Municipal workers set to strike over state funding for services
Municipal services across the country will be absent today as workers plan to go on a one-day strike to protest government cuts to state and city service funding from the Finance Ministry. All municipal services are to be shut down today except schools and the municipal hotline.
The Union of Local Authorities said that there would be more strikes if the Finance Ministry does not meet its demands.
The Jerusalem Municipality said it would exempt itself from the strike because of U.S. Vice President Joe Biden's visit there, but added it completely supported the struggle.
Local governments want the treasury to increase funding for government services it channels to the municipalities in 2010 to NIS 2.8 billion, and to agree to increase grants to NIS 3 billion by 2012.
The municipalities are also protesting the fact that they are increasingly having to allocate funds for services that are supposed to be paid for by the state, such as religious councils.
They are also demanding NIS 500 million be added to development budgets and NIS 600 million to economic recovery plans, and the establishment of a joint committee that would decide on a reform in water prices.
They also want local government to be be informed of planned amendments to the Economic Arrangements Law that affect the municipalities.
"The struggle is not just over the grants but also about good education and better quality of life for citizens," union chairman Shlomo Buhbut said yesterday at a press conference. "There is no reason that local authorities should raise municipal taxes because the state is cutting funding and the unjustified rise in water prices."
Buhbut said outlying towns as well as Arab and Druze villages and even wealthier towns "are in total collapse."

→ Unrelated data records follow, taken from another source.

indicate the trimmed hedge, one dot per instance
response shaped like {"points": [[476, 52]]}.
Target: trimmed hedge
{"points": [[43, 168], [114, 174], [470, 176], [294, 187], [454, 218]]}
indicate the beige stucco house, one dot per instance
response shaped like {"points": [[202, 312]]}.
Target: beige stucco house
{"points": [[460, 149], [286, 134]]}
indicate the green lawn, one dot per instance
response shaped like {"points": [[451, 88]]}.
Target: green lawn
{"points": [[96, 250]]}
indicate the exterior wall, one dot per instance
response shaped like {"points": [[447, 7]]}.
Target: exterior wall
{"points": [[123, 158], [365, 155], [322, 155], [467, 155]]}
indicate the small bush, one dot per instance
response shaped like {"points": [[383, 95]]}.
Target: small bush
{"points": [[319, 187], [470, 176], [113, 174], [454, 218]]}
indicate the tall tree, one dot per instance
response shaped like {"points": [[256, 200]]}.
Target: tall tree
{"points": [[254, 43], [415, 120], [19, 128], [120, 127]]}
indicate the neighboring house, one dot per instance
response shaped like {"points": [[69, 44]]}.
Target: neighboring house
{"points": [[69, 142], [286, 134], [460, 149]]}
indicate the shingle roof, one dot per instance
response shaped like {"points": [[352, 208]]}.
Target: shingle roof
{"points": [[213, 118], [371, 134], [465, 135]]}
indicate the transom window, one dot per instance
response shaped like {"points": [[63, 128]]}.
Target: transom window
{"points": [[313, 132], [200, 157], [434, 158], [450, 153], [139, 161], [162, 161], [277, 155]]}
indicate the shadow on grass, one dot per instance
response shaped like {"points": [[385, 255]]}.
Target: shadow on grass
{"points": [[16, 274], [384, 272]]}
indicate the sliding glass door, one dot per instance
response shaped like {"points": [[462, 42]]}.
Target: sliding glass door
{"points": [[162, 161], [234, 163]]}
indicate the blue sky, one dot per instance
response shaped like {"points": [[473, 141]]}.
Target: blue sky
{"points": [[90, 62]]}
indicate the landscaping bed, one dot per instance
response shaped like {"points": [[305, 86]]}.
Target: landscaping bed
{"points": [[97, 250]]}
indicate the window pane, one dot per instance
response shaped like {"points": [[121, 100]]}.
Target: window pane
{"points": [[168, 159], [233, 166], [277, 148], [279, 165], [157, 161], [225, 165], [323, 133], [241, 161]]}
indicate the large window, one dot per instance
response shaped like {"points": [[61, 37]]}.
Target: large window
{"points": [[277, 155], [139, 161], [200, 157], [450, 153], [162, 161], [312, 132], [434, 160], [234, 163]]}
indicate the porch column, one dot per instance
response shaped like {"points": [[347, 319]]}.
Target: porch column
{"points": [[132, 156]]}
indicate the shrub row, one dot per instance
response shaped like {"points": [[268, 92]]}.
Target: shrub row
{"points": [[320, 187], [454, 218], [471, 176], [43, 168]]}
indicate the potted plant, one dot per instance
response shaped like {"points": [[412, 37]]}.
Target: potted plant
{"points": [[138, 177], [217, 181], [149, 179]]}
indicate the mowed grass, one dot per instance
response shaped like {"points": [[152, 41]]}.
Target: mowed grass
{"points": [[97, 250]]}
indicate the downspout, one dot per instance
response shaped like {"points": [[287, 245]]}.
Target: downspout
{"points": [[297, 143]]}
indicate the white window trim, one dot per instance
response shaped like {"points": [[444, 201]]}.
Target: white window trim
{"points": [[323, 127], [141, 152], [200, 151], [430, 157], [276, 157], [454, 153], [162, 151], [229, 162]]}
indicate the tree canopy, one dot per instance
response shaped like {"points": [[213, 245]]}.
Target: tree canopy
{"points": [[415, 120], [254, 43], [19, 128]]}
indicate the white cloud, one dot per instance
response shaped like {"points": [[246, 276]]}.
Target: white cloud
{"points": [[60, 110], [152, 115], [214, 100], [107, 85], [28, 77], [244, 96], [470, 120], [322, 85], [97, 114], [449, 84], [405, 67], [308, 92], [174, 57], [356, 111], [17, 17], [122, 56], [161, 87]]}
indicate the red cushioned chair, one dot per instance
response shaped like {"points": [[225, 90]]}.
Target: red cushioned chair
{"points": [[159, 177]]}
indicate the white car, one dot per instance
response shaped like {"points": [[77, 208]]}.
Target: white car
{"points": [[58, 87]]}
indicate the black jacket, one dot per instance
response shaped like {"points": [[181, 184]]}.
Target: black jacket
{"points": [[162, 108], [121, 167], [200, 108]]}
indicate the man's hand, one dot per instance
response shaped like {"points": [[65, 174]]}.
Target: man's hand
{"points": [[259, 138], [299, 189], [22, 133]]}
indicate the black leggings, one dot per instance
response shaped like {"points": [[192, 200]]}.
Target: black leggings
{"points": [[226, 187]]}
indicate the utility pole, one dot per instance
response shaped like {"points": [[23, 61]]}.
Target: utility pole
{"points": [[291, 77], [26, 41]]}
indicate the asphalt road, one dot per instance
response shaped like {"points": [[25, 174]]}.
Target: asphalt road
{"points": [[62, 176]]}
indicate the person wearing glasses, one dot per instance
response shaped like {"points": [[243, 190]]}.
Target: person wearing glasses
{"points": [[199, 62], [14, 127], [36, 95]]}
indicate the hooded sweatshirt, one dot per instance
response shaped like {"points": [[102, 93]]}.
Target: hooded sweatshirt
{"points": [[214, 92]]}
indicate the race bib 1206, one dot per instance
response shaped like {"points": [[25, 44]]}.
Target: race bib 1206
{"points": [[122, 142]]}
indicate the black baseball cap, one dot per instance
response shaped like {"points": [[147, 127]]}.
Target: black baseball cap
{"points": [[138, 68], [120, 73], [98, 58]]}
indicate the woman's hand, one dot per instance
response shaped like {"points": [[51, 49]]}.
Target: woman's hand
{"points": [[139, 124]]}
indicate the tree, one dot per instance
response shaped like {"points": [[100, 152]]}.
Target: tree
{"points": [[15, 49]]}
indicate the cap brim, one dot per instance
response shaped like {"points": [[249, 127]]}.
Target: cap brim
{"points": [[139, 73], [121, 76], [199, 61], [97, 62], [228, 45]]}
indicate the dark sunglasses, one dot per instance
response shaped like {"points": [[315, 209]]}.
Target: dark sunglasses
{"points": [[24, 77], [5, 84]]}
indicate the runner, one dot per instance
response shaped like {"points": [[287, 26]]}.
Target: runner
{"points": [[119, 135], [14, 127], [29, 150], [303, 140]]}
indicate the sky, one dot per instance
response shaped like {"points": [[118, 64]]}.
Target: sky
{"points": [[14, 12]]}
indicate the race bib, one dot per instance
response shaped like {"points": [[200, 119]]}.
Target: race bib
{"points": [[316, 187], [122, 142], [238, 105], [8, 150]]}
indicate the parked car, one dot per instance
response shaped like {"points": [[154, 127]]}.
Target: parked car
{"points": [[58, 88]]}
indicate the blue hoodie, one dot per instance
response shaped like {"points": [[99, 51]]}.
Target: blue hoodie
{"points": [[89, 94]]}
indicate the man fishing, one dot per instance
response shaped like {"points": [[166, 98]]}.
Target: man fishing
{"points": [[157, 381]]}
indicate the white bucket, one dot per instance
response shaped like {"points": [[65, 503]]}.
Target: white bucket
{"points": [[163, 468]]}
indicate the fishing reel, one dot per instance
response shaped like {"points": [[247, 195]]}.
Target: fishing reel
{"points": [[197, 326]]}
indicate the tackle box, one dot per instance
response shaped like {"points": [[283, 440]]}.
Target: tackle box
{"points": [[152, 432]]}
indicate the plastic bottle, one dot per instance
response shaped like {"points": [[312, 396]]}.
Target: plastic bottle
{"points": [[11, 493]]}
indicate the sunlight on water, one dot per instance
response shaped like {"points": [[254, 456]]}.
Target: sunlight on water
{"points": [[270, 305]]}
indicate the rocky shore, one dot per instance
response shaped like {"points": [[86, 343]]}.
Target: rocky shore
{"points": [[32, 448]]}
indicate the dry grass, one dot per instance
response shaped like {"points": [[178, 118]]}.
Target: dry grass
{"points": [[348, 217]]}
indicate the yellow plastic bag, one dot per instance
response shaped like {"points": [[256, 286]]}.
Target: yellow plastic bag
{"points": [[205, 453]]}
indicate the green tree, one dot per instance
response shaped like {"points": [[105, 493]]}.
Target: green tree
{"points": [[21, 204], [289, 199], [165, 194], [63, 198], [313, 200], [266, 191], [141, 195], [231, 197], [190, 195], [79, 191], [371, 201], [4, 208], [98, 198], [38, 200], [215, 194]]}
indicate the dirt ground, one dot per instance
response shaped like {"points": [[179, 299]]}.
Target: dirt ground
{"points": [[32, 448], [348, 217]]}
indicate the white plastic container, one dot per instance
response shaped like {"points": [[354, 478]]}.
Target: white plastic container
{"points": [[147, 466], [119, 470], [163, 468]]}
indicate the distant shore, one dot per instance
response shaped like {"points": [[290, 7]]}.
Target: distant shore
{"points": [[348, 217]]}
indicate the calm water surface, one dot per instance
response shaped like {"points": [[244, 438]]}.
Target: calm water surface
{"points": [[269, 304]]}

"If the treasury would agree today to sign [an agreement] with us for NIS 2.6 billion, not from the big cities or Mifal Hapayis [the lottery], but from state funds, and would talk to us about grants in 2011 and 2012, and the raising of water prices, the mayors would accept it."
Buhbut said the amount of the grants should be enshrined in law.
Municipalities receive grants according to a formula that set in by the public Gadish Committee, based on municipal income in relation to expenses per resident.
According to that formula, the state should be giving the cities about NIS 3 billion, but this year it only provided NIS 1.8 billion.
The state has been cutting back on the grants since 2003, when the grants stood at about NIS 3.5 billion.
The local authorities say the cutbacks damage the education, welfare, sanitation and security services cities provide. Cutting the funding means salaries to municipal workers are delayed and city budgets can't be balanced.
The cities are also protesting the rise in water rates for public institutions by more than 300 percent, as well as what they call the "nationalization of municipal budgets" - requiring cities to fund religious councils or unofficial educational institutions.
Buhbut said yesterday that the Prime Minister's Bureau had asked for time to reach an agreement but the Union of Local Authorities refused.
"This not a struggle between the local and the central authority. It is a struggle over funds that should be getting to citizens through the local authorities," Tel Aviv Mayor Ron Huldai said.